There are over two hundred known Neanderthal archaeological sites throughout Europe and the Near East. Neanderthal fossil remains have not been found at all these locations, but those without them contain just as much useful materials for study, such as tools Neanderthals made and the bones of animals they ate. While Neanderthals probably spent far more time outside caves than inside them, many of the famous Neanderthal bones and artifacts have been discovered in caves. This is because caves’ cool, often dry environments are ideal for preservation of bones and other organic materials, and the sediments are less likely to be disturbed.
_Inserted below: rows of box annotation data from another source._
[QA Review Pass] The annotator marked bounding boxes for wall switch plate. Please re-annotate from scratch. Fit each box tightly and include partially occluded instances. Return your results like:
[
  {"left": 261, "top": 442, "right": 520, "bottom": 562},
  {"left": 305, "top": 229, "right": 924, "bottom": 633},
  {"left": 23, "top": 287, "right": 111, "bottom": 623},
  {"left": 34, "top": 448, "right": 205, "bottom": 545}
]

  • Atapuerca is a large site in Spain with several different areas. The Sima de los Huesos is notable for containing the well-preserved skeletons of various ages. One hundred and sixty of these individuals have been assigned to the species Homo heidelbergensis. At Sima de los Elefantes, the remains of six H. antecessor individuals were found. 1
  • Chapelle-aux-Saints, in central France, was occupied by Neanderthals who made tools of the Mousterian industry, and includes a contested burial. 6
  • Grotte du Renne, at Arcy-sur-Cure in France, dates to the Upper and Middle Paleolithic, and contains remains of Neanderthals associated with tools of the Châtelperronian industry. 4 There were also items of personal ornamentation (such as beads) found at the site however, it is highly possible that these were more recent artifacts that were mixed in from a later level 7 .
  • La Ferrassie, in southwestern France, consists of a cave and two rockshelters. Mousterian, Aurignacian, and Châtelperronian tools have all been found here this indicates both AMH and Neanderthal inhabitants, although at different points in time. Neanderthal remains at the site show possible burial 6 .
  • La Quina is a site in southwest France dating to between 40-48,000 years ago. It is noted for its large Mousterian stone tool assemblage 6 .

Shanidar Cave, which dates to sixty to eighty thousand years ago, is a Neanderthal site in modern-day Iraq. The excavations of this site are important when considering the question of whether Neanderthals buried their dead 12 .

  • Skhul Cave, in Israel, is a site that was inhabited by AMH during the Middle Pleistocene 6 . These AMH may have coexisted and possibly interacted with nearby Neanderthals. The Qafzeh rockshelter is very similar.
  • Tabun Cave, also in Israel, contained the remains of a Neanderthal as well as Acheulean and Mousterian stone tools 6 . A similar site is Kebara Cave.

How do we know this stuff?

All archaeologists use the principles of stratigraphy (how sediments are organized in layers) to begin to analyze their data. In general, the further down an archaeologist digs, the older the artifacts and remains she finds will be. So, if Neanderthal tools are found in a sediment level below one in which there are AMH tools, this could be interpreted as Neanderthals having lived at the site before modern humans. However, stratigraphy alone can only tell us the age of remains relative to other remains, artifacts, or sediment layers we cannot get numerical dates. Additionally, sometimes an event like a landslide can mix up the layers, or erosion from wind or water can bring old materials to the surface. Or the people who find the artifacts/remains are not archaeologists at all, but miners, and therefore aren’t paying close attention to the stratigraphy!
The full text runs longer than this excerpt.